Diesmal könnte es anders kommen. Zwar liegen die Tories nach den jüngsten Umfragen vorne, es fehlt ihnen allerdings eine absolute Mehrheit – "hung parliament", "hängendes Parlament" nennen die Briten diese Situation, in der keine Partei ausreichend Mandate hat, um alleine zu regieren. Daher könnten die Tories nach der Wahl auf eine Koalition mit den Liberaldemokraten angewiesen sein. Sollten die allerdings zweitstärkste Kraft werden, so könnte Clegg möglicherweise Premierminister werden – in einer Koalition mit Labour. Wie realistisch ist also ein Regierungsbündnis zwischen Tories und "Libdems", wie Cleggs Partei auch genannt wird?

Die neue Stärke der Liberaldemokraten – sie verändert die jahrzehntealte typische Wahl-arithemtik des Landes. Es scheint, als gelänge es Cleggs Partei, das Tory-Labour-Macht-Duopol aufzubrechen, was ein klares Signal der britischen Wähler wäre: Sie sind offenbar höchst unzufrieden mit der Politik der etablierten Parteien, und trotz der Tatsache, dass mit den Tories eine Alternative zu Labour bereitsteht, auf der Suche nach neuen Konzepten und Persönlichkeiten.

Ein Armutszeugnis

Die Stärke der Libdems ist daher nicht nur ein Armutszeugnis für Browns Partei, die seit 1998 regiert. Sondern auch für die Tories, die für die Mehrheit der britischen Wähler die natürliche Alternative sein müssten.

Sind sie aber nicht, weshalb Cameron als Vorsitzender innerparteilich nicht unumstritten ist. In den vergangenen Jahren hat er die Konservativen weit in die politische Mitte geführt – er betont etwa Sozialstaatlichkeit oder Ökologie. Damit will er die Tories endlich aus dem Schatten ihrer ehemaligen Premierministerin Margaret Thatcher führen, die das Land einst mit eiserner Hand reformierte.

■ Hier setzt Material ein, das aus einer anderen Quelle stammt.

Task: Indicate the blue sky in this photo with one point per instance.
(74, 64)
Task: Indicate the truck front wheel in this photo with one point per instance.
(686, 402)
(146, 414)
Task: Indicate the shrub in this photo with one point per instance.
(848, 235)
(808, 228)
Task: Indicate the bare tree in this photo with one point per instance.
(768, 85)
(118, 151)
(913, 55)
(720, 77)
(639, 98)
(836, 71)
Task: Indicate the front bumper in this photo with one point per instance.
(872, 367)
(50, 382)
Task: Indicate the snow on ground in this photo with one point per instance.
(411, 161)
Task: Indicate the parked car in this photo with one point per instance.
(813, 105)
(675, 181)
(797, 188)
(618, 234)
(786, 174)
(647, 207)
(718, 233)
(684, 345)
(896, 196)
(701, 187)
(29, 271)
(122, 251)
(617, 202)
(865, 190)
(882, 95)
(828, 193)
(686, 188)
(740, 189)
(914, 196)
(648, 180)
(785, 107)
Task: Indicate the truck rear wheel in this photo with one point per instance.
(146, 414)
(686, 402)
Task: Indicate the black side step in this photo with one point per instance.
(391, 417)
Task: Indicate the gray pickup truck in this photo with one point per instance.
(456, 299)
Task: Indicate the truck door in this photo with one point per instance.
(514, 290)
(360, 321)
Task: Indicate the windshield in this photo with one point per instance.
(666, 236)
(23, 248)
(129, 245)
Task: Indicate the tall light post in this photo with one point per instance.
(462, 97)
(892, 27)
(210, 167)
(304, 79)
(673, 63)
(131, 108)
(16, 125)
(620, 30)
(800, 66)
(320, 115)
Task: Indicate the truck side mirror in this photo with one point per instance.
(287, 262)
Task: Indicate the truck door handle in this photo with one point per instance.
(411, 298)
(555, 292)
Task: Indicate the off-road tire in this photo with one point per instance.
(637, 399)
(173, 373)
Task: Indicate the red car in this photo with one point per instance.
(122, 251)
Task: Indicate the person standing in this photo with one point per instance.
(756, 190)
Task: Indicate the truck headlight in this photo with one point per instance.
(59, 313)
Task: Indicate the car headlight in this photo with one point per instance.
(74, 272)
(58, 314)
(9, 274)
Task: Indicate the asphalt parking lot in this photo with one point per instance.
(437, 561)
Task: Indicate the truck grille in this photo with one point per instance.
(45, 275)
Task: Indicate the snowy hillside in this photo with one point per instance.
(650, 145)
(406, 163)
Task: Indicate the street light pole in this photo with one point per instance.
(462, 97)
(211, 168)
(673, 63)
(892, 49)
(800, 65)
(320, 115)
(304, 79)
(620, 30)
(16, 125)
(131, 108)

Sozialstaatliche Kälte ist wohl das Letzte, wonach sich viele Briten in der Krise sehnen. Für Cameron wird es daher entscheidend sein, inwiefern er das Odium der Thatcher-Jahre abstreifen kann. Als inhaltlich problematisch könnte sich auch noch der europakritische Kurs seiner Partei erweisen. Die Libdems, die auch sonst eher Labour zugeneigt sind, sind europafreundlich orientiert. Nicht auszuschließen also, dass die Tories selbst dann auf der Oppositionsbank landen, wenn sie größte Fraktion werden. Da hätte dann auch Camerons klarer Sieg in der letzten TV-Debatte nicht geholfen.